The ORs computed for the studies that did not detect HPV infection among subjects of the control group represent inaccurate estimates of the true association between HPV infection and OSSN. Although the option for adding 0.5 to all cells of the contingency table yields OR estimates with very wide 95% CI, and therefore not expected to have a meaningful impact on the summary RR estimates, these results suggest a strong association between HPV infection and OSSN, and being able to consider them in the meta-analysis allows a much more efficient summary of the available evidence.

Human immunodeficiency virus was shown to be a strong risk factor for OSSN. A recent systematic review aiming at evaluating the effect of interventions for treating SCCC among HIV-infected patients showed that no randomised controlled trial had been conducted in HIV-positive patients, and the evidence on currently available treatments comes from analyses of case reports or cases series (Gichuhi and Irlam, 2013). Further research is needed on strategies to improve early diagnosis and treatment of OSSN among HIV-positive patients.

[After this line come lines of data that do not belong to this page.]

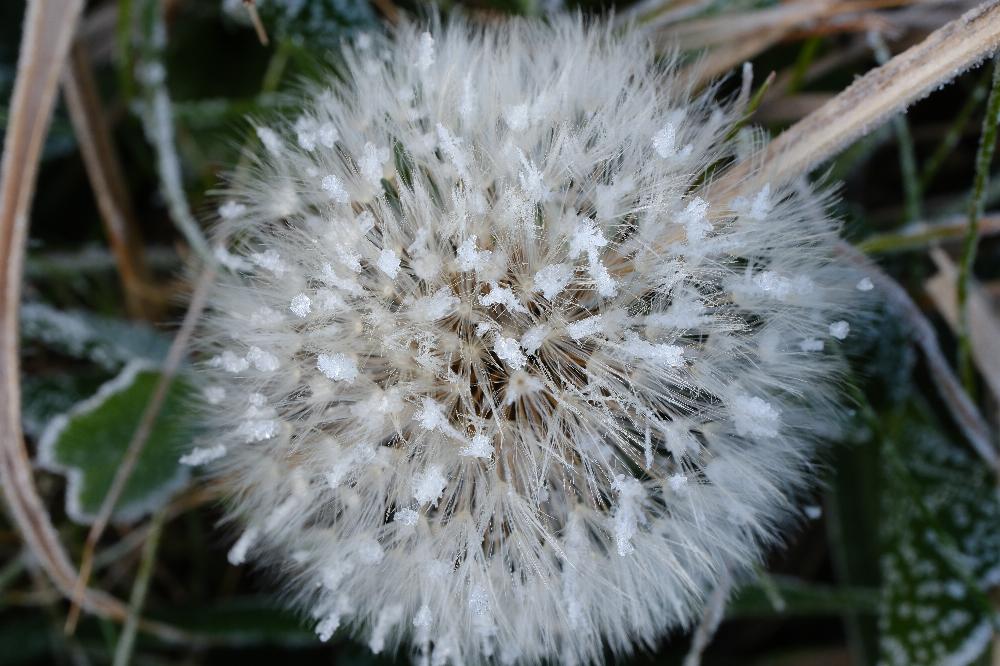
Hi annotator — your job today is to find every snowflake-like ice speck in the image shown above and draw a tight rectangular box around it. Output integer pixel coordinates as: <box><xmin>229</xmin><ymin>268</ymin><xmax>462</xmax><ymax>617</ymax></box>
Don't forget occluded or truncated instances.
<box><xmin>193</xmin><ymin>18</ymin><xmax>870</xmax><ymax>664</ymax></box>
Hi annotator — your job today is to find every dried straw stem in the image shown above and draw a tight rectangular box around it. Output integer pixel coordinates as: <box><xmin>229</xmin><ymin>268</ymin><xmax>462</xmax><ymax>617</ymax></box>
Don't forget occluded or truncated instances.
<box><xmin>710</xmin><ymin>0</ymin><xmax>1000</xmax><ymax>201</ymax></box>
<box><xmin>0</xmin><ymin>0</ymin><xmax>183</xmax><ymax>640</ymax></box>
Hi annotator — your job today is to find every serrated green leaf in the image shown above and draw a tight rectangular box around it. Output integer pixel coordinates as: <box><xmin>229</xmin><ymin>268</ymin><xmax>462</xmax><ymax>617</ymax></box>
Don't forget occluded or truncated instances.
<box><xmin>879</xmin><ymin>410</ymin><xmax>1000</xmax><ymax>666</ymax></box>
<box><xmin>38</xmin><ymin>361</ymin><xmax>194</xmax><ymax>524</ymax></box>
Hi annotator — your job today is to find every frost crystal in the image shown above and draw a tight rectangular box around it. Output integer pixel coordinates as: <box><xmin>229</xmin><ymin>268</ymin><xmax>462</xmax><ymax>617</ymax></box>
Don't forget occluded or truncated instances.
<box><xmin>316</xmin><ymin>354</ymin><xmax>358</xmax><ymax>383</ymax></box>
<box><xmin>830</xmin><ymin>320</ymin><xmax>851</xmax><ymax>340</ymax></box>
<box><xmin>193</xmin><ymin>17</ymin><xmax>860</xmax><ymax>666</ymax></box>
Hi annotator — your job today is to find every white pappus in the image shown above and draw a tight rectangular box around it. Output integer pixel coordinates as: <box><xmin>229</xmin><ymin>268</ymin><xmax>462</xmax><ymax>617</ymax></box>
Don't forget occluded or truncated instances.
<box><xmin>187</xmin><ymin>18</ymin><xmax>859</xmax><ymax>664</ymax></box>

Although evidence-based treatments for OSSN are needed, prevention of its occurrence cannot be overemphasised. Ocular surface squamous neoplasias are not so rare conditions in many African settings (Chokunonga et al, 1999; Parkin et al, 1999) where access to highly active antiretroviral therapy is far from universal (Tanser et al, 2013). Improving the access to HAART, especially in settings with concomitant high prevalence of HPV infection, has the potential to substantially decrease the burden of OSSN (Holkar et al, 2005; Bekele et al, 2013). Moreover, the two prophylactic HPV vaccines commercialised in the last few years contain virus-like particles for four HPV mucosal subtypes (6, 11, 16 and 18), and much has been speculated on the impact of HPV vaccination in the prevention of eye disease (Hughes et al, 2008). Taking into account our results and the subtypes of HPV infection that can be prevented by the vaccine, the incidence of OSSN should not be expected to decrease because of vaccination.

In conclusion, HIV infection increases the risk of OSSN by eight-fold, whereas regarding the effects of HPV infection the available evidence suggests that only the cutaneous HPV subtypes are associated with an increased risk of OSSN.